Closed SvenLuebke closed 1 year ago
Do you have a stack trace of the wdt? On the attached log I can't see any reason. Have you tried to use a different port for the IRQ
As I can see in your settings both of the intervals a shorter than default. Can you increase them to verify if they causing the wdt?
Unfortunately I have no stack trace! I remember that I saw it in another project. Shouldn't this be a standard output? Probably wrong baud rate?
I tried some things to get rid of this issue. I just now changed the IRQ pin again...let's see. The change of the intervals was something I did to check whether a buffer overrun appeared. I reverted the values back to original.
I saw yesterday, that the system survives more than 9h in night time mode, without any SPI and reduced serial traffic, so hardware looks OK.
If the log off your initial post contains the complete log then there ist no software issue. The baud rate was ok, all the logs are printed with the same baud. Hopefully the IRQ Pin change helps.

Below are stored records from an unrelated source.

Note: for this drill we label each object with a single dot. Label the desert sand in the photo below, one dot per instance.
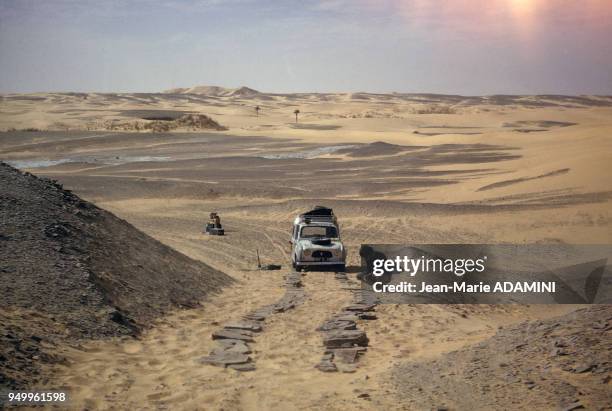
(396, 168)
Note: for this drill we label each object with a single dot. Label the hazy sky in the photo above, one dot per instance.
(442, 46)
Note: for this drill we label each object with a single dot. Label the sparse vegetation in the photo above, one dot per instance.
(435, 109)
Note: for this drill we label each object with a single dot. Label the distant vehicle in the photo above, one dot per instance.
(316, 241)
(214, 227)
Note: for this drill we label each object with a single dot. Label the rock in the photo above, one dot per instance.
(348, 355)
(345, 338)
(348, 369)
(583, 368)
(233, 335)
(346, 316)
(337, 325)
(249, 366)
(244, 325)
(241, 348)
(225, 358)
(360, 307)
(573, 406)
(326, 366)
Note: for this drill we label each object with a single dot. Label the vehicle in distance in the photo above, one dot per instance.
(316, 241)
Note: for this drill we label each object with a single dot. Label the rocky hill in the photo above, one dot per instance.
(562, 363)
(69, 270)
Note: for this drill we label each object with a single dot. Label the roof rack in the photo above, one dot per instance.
(318, 214)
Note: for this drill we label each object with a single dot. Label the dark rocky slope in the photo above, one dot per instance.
(69, 270)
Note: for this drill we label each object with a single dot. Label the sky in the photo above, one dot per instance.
(468, 47)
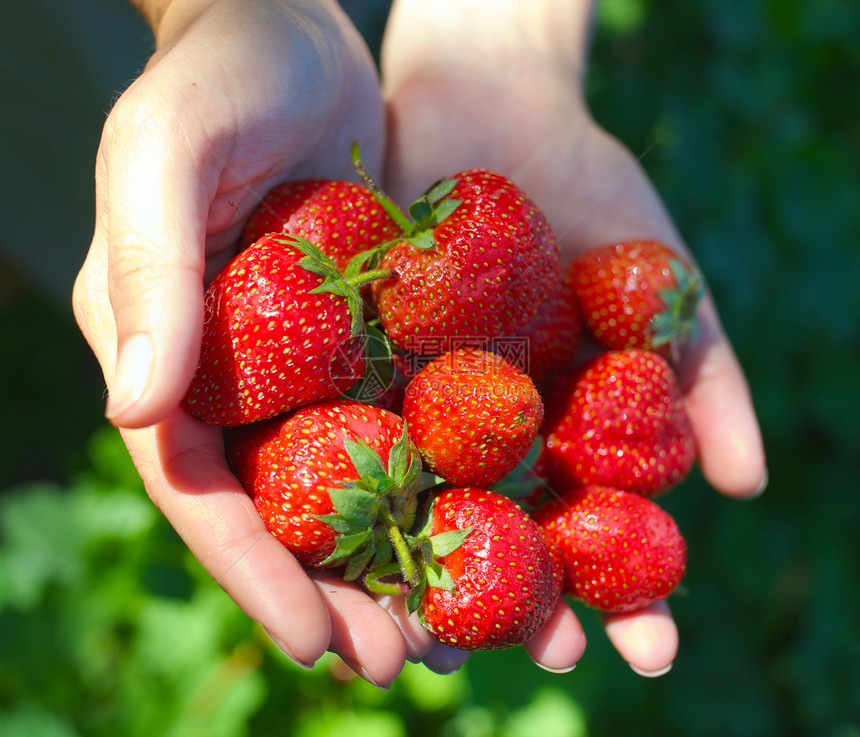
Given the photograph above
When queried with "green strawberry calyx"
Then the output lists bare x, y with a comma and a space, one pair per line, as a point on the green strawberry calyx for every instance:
373, 512
346, 285
428, 211
677, 323
522, 481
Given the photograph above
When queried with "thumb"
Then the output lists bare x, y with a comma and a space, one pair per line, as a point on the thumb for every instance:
152, 214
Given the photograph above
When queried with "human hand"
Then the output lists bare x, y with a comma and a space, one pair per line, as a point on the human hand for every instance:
237, 97
503, 90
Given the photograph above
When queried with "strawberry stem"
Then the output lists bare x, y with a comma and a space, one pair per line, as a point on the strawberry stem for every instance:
394, 212
364, 277
404, 555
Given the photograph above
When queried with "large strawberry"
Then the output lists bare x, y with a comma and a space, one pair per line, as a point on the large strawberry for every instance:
332, 482
477, 259
497, 587
618, 420
282, 329
341, 218
472, 415
621, 551
552, 335
637, 294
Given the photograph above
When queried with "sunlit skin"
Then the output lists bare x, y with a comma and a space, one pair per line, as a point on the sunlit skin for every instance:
225, 110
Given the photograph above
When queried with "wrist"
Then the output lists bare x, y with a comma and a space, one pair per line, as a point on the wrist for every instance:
496, 34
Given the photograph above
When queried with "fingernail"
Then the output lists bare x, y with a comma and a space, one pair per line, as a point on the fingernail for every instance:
651, 673
133, 370
555, 670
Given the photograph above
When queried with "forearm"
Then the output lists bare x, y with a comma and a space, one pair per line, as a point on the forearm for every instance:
497, 32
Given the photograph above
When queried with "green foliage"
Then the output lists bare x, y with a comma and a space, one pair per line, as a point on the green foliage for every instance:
744, 113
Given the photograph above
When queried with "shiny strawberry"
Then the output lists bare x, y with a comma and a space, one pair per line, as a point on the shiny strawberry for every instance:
341, 218
477, 259
494, 581
618, 420
621, 551
638, 294
473, 416
331, 481
282, 329
552, 335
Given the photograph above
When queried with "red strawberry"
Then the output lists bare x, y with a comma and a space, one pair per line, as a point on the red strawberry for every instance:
552, 335
500, 585
473, 416
329, 480
479, 260
282, 329
620, 550
340, 218
618, 420
637, 294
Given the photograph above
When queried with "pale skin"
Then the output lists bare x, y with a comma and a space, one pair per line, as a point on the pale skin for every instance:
225, 110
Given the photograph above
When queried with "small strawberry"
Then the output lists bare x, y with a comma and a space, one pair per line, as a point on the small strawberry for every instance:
618, 420
472, 415
331, 482
282, 329
340, 218
638, 294
621, 551
477, 258
497, 587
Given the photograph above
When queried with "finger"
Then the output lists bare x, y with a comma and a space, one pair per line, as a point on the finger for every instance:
181, 461
718, 402
416, 638
560, 644
152, 216
647, 639
420, 645
363, 634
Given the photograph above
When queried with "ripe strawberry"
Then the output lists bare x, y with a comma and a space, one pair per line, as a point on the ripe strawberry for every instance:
620, 550
329, 480
282, 329
472, 415
637, 294
552, 335
497, 588
340, 218
618, 420
478, 260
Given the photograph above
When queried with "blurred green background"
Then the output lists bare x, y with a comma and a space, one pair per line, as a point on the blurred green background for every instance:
747, 116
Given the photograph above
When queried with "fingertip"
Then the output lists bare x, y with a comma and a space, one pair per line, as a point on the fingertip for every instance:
646, 639
721, 411
560, 644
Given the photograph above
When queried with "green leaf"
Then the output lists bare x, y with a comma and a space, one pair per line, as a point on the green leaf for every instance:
357, 564
440, 190
423, 241
345, 546
439, 578
415, 595
444, 209
356, 505
420, 211
522, 479
448, 542
365, 459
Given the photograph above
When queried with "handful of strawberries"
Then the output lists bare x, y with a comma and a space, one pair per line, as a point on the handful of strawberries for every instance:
403, 403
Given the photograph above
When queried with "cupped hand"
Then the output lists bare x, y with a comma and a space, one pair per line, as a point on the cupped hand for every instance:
503, 91
238, 96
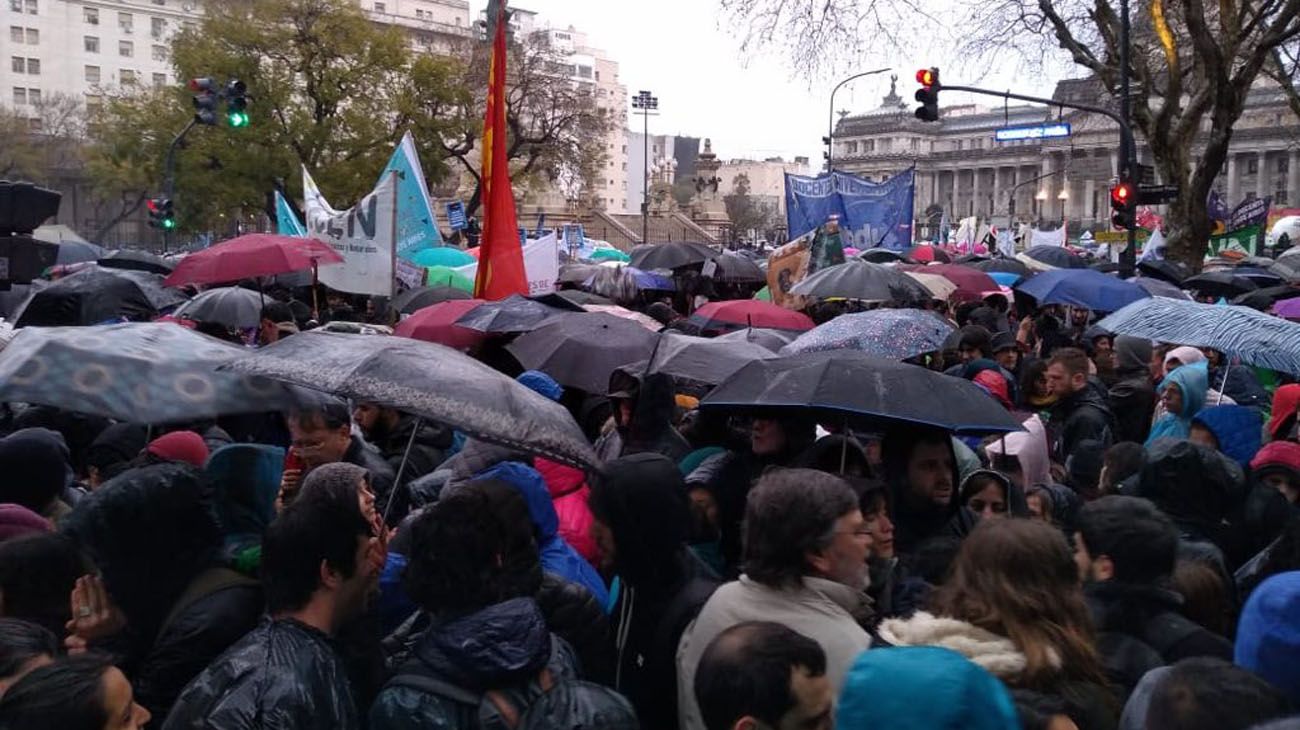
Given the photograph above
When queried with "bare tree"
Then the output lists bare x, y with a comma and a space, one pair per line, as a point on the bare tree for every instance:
1192, 66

Of course it's not the complete log, that would be ~800KB of data, but a complete log of the time, that issue happened (before and after). Hope that is fine?! I remember, that I selected "Printable output" for session logging in Putty. I changed that to "All session output" now to see whether other output (with a different baud rate) is generated.

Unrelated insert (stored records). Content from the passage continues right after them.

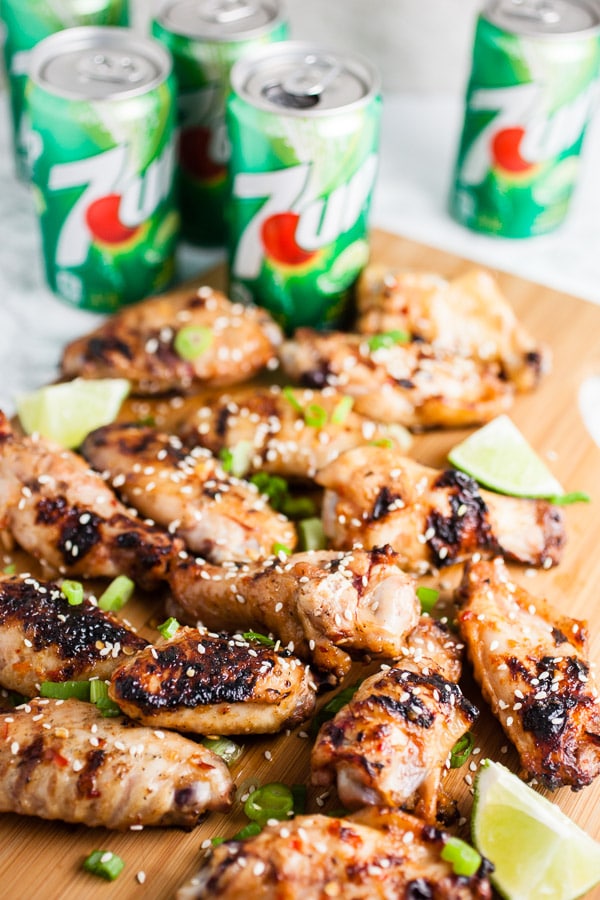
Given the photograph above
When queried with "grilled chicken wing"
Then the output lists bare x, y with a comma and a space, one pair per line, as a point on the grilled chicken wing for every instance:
64, 514
292, 433
44, 638
532, 666
431, 518
62, 760
416, 384
388, 746
468, 315
373, 855
212, 684
188, 492
322, 604
139, 343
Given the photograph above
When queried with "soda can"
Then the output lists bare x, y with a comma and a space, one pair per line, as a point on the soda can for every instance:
26, 23
102, 109
206, 37
304, 127
532, 89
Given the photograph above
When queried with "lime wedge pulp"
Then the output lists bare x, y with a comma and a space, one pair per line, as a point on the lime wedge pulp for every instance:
66, 413
537, 851
499, 457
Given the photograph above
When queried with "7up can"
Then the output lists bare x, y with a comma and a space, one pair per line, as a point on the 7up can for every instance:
304, 128
102, 108
29, 21
206, 37
531, 92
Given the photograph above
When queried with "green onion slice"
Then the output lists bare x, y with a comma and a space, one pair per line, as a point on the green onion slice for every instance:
465, 859
461, 750
272, 801
104, 864
116, 594
192, 341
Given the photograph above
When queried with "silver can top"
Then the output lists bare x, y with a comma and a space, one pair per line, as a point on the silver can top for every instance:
298, 78
219, 20
99, 63
545, 18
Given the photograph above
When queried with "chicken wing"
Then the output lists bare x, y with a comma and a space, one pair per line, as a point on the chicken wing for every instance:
321, 604
415, 384
388, 746
373, 855
291, 433
44, 638
432, 518
532, 666
64, 514
62, 760
468, 315
213, 684
188, 492
140, 343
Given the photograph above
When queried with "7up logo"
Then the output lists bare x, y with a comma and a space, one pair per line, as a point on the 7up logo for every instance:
114, 202
521, 133
291, 224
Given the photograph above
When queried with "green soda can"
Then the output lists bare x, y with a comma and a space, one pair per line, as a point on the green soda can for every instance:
29, 21
532, 89
102, 109
206, 37
304, 128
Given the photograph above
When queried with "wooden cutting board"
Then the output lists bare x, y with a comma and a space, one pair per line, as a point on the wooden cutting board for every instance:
43, 859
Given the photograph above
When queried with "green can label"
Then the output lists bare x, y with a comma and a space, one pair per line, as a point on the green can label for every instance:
202, 69
301, 192
103, 177
527, 106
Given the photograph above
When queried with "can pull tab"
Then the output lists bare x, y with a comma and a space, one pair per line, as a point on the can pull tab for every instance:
111, 68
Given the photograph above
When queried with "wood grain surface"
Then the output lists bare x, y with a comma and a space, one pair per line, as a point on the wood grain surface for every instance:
43, 859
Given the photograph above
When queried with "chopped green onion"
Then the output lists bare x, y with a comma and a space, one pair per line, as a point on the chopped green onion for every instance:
567, 499
105, 864
387, 339
169, 628
192, 341
464, 858
272, 801
259, 638
315, 415
312, 536
116, 594
428, 597
73, 591
228, 750
342, 410
64, 690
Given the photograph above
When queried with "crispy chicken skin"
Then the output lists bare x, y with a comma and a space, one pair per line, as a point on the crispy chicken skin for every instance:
373, 855
532, 666
321, 604
414, 384
280, 428
188, 492
44, 638
468, 315
63, 513
389, 744
432, 518
138, 343
62, 760
212, 684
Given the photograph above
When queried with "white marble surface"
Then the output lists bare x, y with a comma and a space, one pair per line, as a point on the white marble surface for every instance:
419, 139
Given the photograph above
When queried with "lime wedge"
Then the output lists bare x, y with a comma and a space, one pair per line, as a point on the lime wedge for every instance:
537, 851
66, 413
499, 457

Regarding the baudrate I remember, that the ESP8266 changes the baudrate directly after reset to 74880. But I guess, the missing stack output is not a core function but some kind of user software function.
The issue just happened again, so change of IRQ pin didn't help.
Just for fun I will try to flash an own build, but I don't think this will change something...
Are you using MQTT? As I can see in your settings MQTT seems to be not set. I faced an issue during testing yesterday an fixed it in the latest development build. Can you try to install that version to your ESP?
64fb587c from build Action wild be firmware version 0.5.32
@lumapu we had several (at least two or three on the Discord) reports of users with no MQTT and experiencing such WDT timer issues repeatedly in versions prior to 0.5.32. So if you fixed anything in this regards, I would say this is a strong case for @SvenLuebke and others to retry with the latest development build / release. Thanks!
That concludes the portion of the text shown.